Singapore’s Ember branches out to Bangkok.

With an entire stretch of venues that cater to the in-crowd, Lang Suan is a great place to scavenge for good food. So it’s not surprising that one of Singapore’s acclaimed restaurants, Ember, has decided to open its Bangkok baby here. Located in the front of Lang Suan Balcony near Soi 5, this fashionable eatery is located in a three-story house. The third floor, which will house a room for private parties, is under construction. The all-white ground floor has all glass walls with a bar in the center.

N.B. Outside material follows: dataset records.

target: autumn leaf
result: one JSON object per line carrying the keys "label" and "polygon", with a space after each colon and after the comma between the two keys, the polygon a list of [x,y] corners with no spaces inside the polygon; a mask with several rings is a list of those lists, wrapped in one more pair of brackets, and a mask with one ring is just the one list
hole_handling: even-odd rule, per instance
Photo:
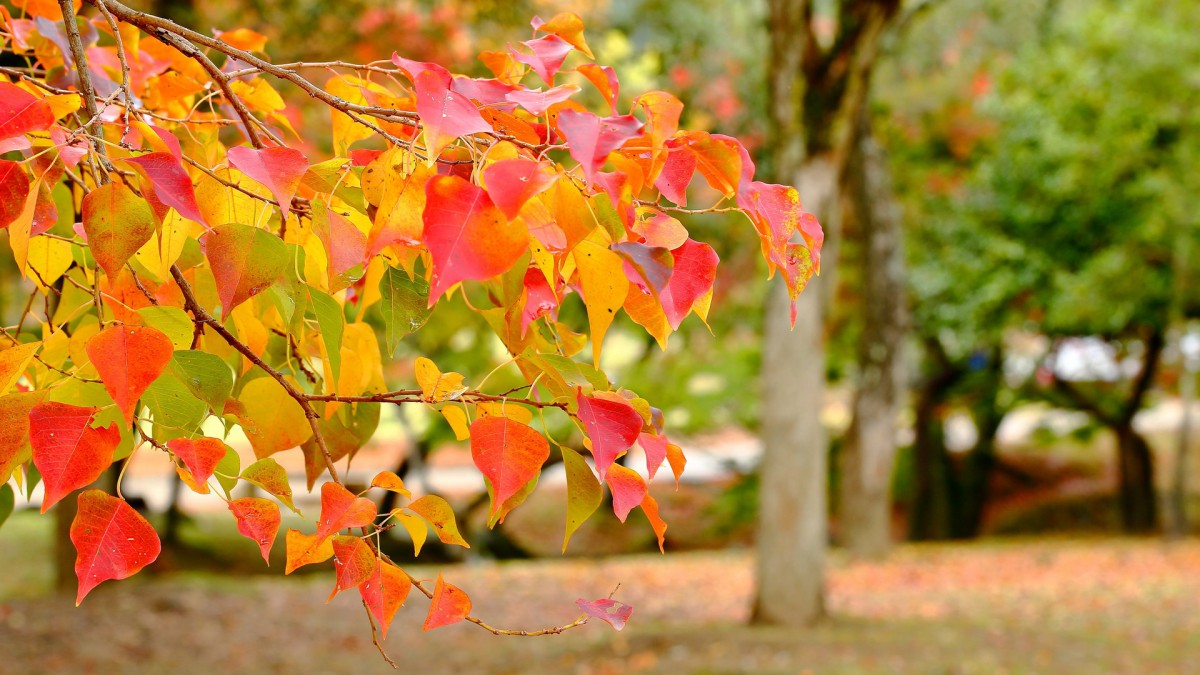
{"label": "autumn leaf", "polygon": [[167,447],[200,485],[212,477],[217,462],[224,459],[226,450],[229,449],[220,438],[172,438]]}
{"label": "autumn leaf", "polygon": [[46,101],[14,84],[0,82],[0,142],[43,131],[53,124],[54,113]]}
{"label": "autumn leaf", "polygon": [[491,483],[490,513],[533,480],[550,459],[550,443],[530,426],[506,417],[481,417],[470,425],[470,456]]}
{"label": "autumn leaf", "polygon": [[20,217],[29,187],[29,175],[19,163],[0,160],[0,229]]}
{"label": "autumn leaf", "polygon": [[674,258],[674,269],[671,281],[659,293],[659,299],[671,328],[678,329],[696,300],[713,289],[720,258],[712,246],[692,239],[671,251],[671,256]]}
{"label": "autumn leaf", "polygon": [[88,358],[126,422],[133,420],[138,399],[162,375],[174,351],[166,334],[148,325],[118,323],[88,340]]}
{"label": "autumn leaf", "polygon": [[245,225],[222,225],[208,232],[200,243],[212,268],[224,317],[275,283],[289,259],[282,239]]}
{"label": "autumn leaf", "polygon": [[612,490],[612,510],[617,518],[624,522],[629,518],[629,512],[642,503],[647,495],[646,480],[632,468],[626,468],[619,464],[608,467],[605,483]]}
{"label": "autumn leaf", "polygon": [[642,430],[642,416],[629,404],[610,399],[596,399],[577,393],[575,400],[580,407],[577,413],[580,422],[592,440],[592,456],[595,458],[596,471],[604,480],[613,461],[637,440],[637,434]]}
{"label": "autumn leaf", "polygon": [[450,83],[439,73],[424,71],[416,74],[413,84],[430,163],[458,138],[492,131],[492,125],[479,114],[479,109],[466,96],[452,91]]}
{"label": "autumn leaf", "polygon": [[72,490],[90,485],[110,464],[121,442],[116,423],[95,429],[95,407],[37,404],[29,413],[29,441],[34,466],[42,474],[46,496],[42,513]]}
{"label": "autumn leaf", "polygon": [[604,492],[592,467],[580,453],[565,447],[559,449],[566,468],[566,534],[563,537],[563,552],[566,552],[571,534],[600,508]]}
{"label": "autumn leaf", "polygon": [[334,592],[329,595],[325,603],[334,599],[337,593],[356,589],[378,574],[379,558],[376,557],[371,546],[359,537],[334,537],[334,571],[337,574],[337,581],[334,585]]}
{"label": "autumn leaf", "polygon": [[329,537],[342,530],[366,527],[374,521],[374,502],[366,497],[355,497],[353,492],[337,483],[325,483],[320,486],[320,520],[317,521],[317,537]]}
{"label": "autumn leaf", "polygon": [[601,118],[587,112],[563,110],[558,115],[558,129],[566,138],[571,157],[580,162],[583,175],[592,183],[608,155],[641,133],[642,123],[634,115]]}
{"label": "autumn leaf", "polygon": [[438,581],[433,586],[433,598],[430,601],[430,614],[421,628],[432,631],[457,623],[468,616],[470,616],[470,598],[457,586],[446,584],[438,574]]}
{"label": "autumn leaf", "polygon": [[283,220],[292,211],[292,198],[295,197],[300,180],[308,171],[308,159],[300,150],[292,148],[229,148],[226,153],[229,163],[241,173],[262,183],[275,196],[283,210]]}
{"label": "autumn leaf", "polygon": [[158,558],[158,534],[142,514],[125,500],[101,490],[79,495],[79,510],[71,522],[76,578],[79,591],[76,607],[97,585],[110,579],[127,579]]}
{"label": "autumn leaf", "polygon": [[238,519],[238,532],[258,544],[263,562],[271,565],[271,546],[280,532],[280,507],[262,497],[230,500],[228,506]]}
{"label": "autumn leaf", "polygon": [[443,544],[452,544],[464,549],[470,548],[470,544],[458,533],[458,524],[455,521],[454,508],[444,498],[437,495],[425,495],[404,508],[420,515],[432,525],[433,532],[437,533],[438,540]]}
{"label": "autumn leaf", "polygon": [[[200,225],[208,225],[196,203],[196,190],[192,179],[179,163],[179,157],[170,153],[149,153],[126,157],[124,161],[140,169],[152,185],[154,198],[172,207],[179,215]],[[148,195],[149,196],[149,195]]]}
{"label": "autumn leaf", "polygon": [[634,608],[611,598],[601,598],[592,602],[580,598],[575,601],[575,604],[583,614],[594,616],[612,626],[617,631],[624,628],[625,622],[628,622],[629,617],[634,614]]}
{"label": "autumn leaf", "polygon": [[506,271],[528,247],[529,233],[509,221],[482,189],[455,175],[426,186],[425,245],[433,258],[430,306],[455,283]]}
{"label": "autumn leaf", "polygon": [[388,627],[391,626],[396,611],[408,598],[412,583],[402,569],[388,562],[380,562],[374,574],[359,586],[359,595],[366,603],[371,615],[379,622],[383,637],[388,637]]}
{"label": "autumn leaf", "polygon": [[241,472],[241,479],[275,495],[284,506],[295,510],[288,472],[274,459],[260,459]]}
{"label": "autumn leaf", "polygon": [[484,184],[492,203],[514,219],[530,197],[553,185],[557,175],[541,162],[515,157],[491,163],[484,169]]}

As is the case in the Merlion City, European with a touch of Asian is what you’ll find here—naan instead of pizza breads, for example. For starters, crisp-fried Japanese oysters in a buttery vegetable sauce (B450) and fried soft-shell crab in a creamy wasabi sauce (B250) are both recommended. Or, for lighter palates, a spicy gazpacho soup with onion pakoras (B265) will jumpstart your tastebuds.

Fans of foie gras will want to try not one but four different foie gras dishes (not on the same day, though), starting with the signature crispy foie gras with pear chutney and beet-orange chili reduction (B650). And while we’re on the subject of politically incorrect foods, the Chilean seabass with mushroom and bacon ragout in truffle-yuzu butter (B650) is another delicious choice. There are also meat dishes ranging from B570 for chicken to B880 for a ribeye steak, as well as a lone pasta: linguini with seafood and Thai basil pesto (B510).

Desserts are vicious killers at Ember. Highlights include a warm banana tart with homemade lavender ice cream (B250) and an extremely chocolatey warm chocolate cake with vanilla ice cream (B280).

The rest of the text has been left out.